Tra XX e XXI secolo

USA, dall'egemonia al predominio

 Rimasti l'unica superpotenza dopo il crollo dell'URSS, gli Stati Uniti si sono trovati ad affrontare l'impegnativo compito di ri­definire il proprio ruolo in un contesto internazionale forte­mente instabile e in rapido cambiamento. Se si esclude un bre­ve periodo sul finire della presidenza del repubblicano George Bush, la sfida interessò l'intera amministrazione del democra tico Bill Clinton, che, nel corso del suo duplice mandato (1992-2000), venne elaborando una strategia egemo­nica a più livelli. Infatti, mentre da un lato questa si tradusse nell'asserzione della supremazia degli Stati Uniti in campo militare, attestata da un forte interventismo in politica estera (ex-Iugoslavia, Somalia, Haiti), da un altro lato tale posizione egemonica fu temperata dalla ricerca sistematica di una concer­tazione con le altre potenze e organizzazioni internazioni relativamente ai problemi di portata generale in campo sociosanitario, ambientale o economico. Soprattutto in quest'ultimo ambito, l'amministrazione Clinton conseguì risultati importan­ti sia a livello regionale, rinsaldando i vincoli con Canada e Messico mediante il NAFTA (Accordo di libero scambio dell'Ameri­ca del Nord, 1994) sia a livello internazionale, incentivando, gra­zie a una lunga fase d'espansione economica del Paese, il rapi­do diffondersi su scala planetaria dell'economia di mercato, fe­nomeno divenuto noto col nome di globalizzazione. Non man­carono, tuttavia, aspetti contraddittori nella politica clintoniana, come per esempio l'adesione, nel 1997, ai principi ispirato­ri del protocollo di Kyoto circa la riduzione di emissione di gas serra nell'atmosfera, e il rifiuto, invece, l'anno seguente, di sottoscrivere lo statuto di Roma istitutivo di una Corte penale in­ternazionale incaricata di perseguire i crimini di guerra e con­tro l'umanità.

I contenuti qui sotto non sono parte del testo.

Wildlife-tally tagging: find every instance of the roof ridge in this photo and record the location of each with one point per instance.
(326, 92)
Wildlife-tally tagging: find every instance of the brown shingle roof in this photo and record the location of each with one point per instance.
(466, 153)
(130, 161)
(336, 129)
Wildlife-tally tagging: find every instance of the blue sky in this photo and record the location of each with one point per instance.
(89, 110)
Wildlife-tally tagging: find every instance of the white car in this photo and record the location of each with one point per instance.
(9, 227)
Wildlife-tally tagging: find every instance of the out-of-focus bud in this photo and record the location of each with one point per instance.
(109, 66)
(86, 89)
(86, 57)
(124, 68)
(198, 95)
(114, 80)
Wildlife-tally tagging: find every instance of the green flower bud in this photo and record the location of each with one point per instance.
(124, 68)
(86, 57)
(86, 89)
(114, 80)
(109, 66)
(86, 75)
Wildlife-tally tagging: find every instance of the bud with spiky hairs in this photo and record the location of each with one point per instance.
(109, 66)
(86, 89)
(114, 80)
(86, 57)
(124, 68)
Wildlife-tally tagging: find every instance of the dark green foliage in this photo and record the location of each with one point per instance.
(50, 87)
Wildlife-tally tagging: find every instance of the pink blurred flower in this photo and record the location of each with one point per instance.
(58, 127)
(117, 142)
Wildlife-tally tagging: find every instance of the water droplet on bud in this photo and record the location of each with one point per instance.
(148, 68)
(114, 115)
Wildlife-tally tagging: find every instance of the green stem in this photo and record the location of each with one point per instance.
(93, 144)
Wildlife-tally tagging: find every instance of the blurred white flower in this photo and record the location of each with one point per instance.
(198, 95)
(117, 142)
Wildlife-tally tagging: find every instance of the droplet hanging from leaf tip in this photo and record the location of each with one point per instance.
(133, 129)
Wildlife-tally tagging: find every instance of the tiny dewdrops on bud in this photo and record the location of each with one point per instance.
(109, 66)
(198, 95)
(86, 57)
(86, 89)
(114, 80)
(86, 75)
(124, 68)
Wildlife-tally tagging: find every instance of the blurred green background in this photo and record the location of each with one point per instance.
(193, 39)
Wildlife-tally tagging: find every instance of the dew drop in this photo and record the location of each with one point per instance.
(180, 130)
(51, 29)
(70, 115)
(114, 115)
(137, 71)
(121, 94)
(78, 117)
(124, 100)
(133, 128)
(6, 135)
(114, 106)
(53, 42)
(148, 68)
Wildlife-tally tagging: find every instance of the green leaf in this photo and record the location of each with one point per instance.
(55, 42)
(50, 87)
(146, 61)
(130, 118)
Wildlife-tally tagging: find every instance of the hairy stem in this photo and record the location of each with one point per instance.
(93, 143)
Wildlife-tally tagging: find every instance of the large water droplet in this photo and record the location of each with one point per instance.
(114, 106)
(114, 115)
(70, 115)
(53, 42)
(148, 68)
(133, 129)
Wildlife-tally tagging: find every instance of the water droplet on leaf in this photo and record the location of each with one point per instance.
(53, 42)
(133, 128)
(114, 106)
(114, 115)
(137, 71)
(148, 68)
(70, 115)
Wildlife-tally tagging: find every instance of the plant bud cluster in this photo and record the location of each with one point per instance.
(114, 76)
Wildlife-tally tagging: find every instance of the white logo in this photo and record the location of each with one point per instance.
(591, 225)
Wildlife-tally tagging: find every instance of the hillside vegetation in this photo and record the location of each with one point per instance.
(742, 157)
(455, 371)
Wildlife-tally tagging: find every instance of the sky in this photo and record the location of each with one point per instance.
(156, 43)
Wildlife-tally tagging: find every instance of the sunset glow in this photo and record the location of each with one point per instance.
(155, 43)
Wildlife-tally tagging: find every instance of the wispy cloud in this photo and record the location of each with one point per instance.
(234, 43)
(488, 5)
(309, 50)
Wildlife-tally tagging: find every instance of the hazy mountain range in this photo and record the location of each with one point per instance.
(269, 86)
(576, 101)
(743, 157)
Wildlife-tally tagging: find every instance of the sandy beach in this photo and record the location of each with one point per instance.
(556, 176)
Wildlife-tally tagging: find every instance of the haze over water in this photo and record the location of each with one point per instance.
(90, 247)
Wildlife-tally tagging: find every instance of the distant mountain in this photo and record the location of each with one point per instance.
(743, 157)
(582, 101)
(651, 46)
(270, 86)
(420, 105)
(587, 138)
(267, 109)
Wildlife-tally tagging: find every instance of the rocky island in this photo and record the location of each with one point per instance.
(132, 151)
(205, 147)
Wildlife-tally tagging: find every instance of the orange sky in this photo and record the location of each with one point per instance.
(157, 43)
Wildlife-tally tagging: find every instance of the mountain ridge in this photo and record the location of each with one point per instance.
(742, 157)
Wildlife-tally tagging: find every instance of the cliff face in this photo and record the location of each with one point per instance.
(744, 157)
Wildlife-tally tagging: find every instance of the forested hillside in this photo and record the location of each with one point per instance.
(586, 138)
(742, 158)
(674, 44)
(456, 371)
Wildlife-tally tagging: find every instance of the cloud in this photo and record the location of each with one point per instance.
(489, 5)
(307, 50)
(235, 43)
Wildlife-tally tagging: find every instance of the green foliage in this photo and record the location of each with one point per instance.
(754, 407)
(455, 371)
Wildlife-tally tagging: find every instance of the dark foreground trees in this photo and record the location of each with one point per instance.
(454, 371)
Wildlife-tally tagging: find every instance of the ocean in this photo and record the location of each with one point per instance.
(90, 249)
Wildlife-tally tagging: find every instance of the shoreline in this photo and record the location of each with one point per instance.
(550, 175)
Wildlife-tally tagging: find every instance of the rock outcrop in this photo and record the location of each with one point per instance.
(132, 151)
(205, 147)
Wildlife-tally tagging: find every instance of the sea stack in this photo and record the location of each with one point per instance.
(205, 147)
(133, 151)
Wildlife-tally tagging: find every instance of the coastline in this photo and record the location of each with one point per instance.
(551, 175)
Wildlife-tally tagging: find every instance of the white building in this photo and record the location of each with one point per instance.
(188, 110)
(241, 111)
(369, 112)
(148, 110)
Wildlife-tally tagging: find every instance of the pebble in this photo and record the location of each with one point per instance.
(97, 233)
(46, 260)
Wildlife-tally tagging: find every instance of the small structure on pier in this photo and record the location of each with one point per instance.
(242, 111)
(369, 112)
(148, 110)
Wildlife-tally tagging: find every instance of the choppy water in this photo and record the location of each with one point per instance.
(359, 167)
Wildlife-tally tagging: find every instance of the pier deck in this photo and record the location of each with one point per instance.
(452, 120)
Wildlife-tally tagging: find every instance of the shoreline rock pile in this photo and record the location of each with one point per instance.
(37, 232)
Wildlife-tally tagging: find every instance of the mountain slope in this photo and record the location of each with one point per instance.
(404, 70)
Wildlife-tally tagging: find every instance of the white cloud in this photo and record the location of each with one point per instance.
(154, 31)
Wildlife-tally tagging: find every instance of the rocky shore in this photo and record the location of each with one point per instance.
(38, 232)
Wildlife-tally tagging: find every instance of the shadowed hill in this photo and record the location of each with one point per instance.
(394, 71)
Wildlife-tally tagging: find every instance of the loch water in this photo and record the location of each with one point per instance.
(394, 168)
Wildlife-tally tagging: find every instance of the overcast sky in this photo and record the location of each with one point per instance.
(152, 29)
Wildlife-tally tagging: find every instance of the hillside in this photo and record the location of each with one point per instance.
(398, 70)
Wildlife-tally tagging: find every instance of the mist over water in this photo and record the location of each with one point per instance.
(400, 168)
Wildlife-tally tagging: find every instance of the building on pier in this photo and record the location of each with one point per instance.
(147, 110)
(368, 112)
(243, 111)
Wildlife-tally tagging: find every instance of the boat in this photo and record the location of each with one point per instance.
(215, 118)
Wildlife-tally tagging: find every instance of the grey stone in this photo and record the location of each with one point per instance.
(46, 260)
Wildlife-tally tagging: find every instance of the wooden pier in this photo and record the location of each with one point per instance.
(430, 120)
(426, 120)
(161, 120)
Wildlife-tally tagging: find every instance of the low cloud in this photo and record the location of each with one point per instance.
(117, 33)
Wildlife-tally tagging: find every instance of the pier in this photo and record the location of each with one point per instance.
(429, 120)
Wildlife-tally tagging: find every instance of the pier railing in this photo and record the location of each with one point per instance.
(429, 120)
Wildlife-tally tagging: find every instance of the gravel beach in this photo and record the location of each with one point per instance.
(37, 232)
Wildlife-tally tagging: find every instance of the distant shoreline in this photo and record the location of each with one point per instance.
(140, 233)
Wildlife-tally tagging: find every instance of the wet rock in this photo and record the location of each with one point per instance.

I prodromi di una crisi del modello di egemonia americana ma­turato negli anni '90 si manifestarono dapprima marginalmen­te, con la sua contestazione nel 1999 da parte del nascente movimento no global in occasione del vertice di Seattle dell'Or­ganizzazione mondiale del commercio (WTO), poi in modo dirompente con il crollo della borsa di Wall Street del 10 marzo 2000, preludio della recessione economica d'inizio secolo. Nel gennaio 2001, dopo una battaglia elettorale vinta di misu­ra, si insedia alla presidenza il repubblicano George Walker Bush, figlio del predecessore di Clinton. Questi fin dai primi mesi di mandato intraprende una radicale revisione della poli­tica clintoniana in senso unilateralista, ridimensionando gli im­pegni derivanti dal protocollo di Kyoto, quindi congelando l'at­tuazione degli accordi internazionali di messa al bando delle ar­mi chimiche e batteriologiche, infine riprendendo e rilancian­do il progetto reaganiano di guerre stellari. In questo contesto irrompe l'attentato terroristico dell'11 settembre, che, portando per la pri­ma volta la guerra nel cuore della metropoli americana, sospinge l'amministrazione Bush su posizioni oltranziste. In ot­tobre gli Stati Uniti, fiancheggiati da numerosi Paesi, attaccano i santuari del terrorismo islamico in Afghanistan (operazione Enduring Freedom), abbattendo il mese successivo il regime integralista dei Talebani. Nel gennaio 2002, mentre a Washington scoppia lo scandalo Enron, il colosso energetico nella cui bancarotta sono coinvolti elementi vicini allo staff presidenzia­le, Bush indica nei "Paesi canaglia", facenti parte del cosiddet­to "asse del male" - Iraq, Iran e Corea del Nord -, i possibili obiettivi prossimi venturi dell'offensiva antiterroristica americana. Alle parole seguono i fatti e nel marzo 2003, aggirando il preannunciato veto da parte del Consiglio di sicurezza dell'ONU, gli Stati Uniti insieme con la Gran Bretagna e altri Stati aprono le ostilità contro l'Iraq (operazione Iraq Freedom).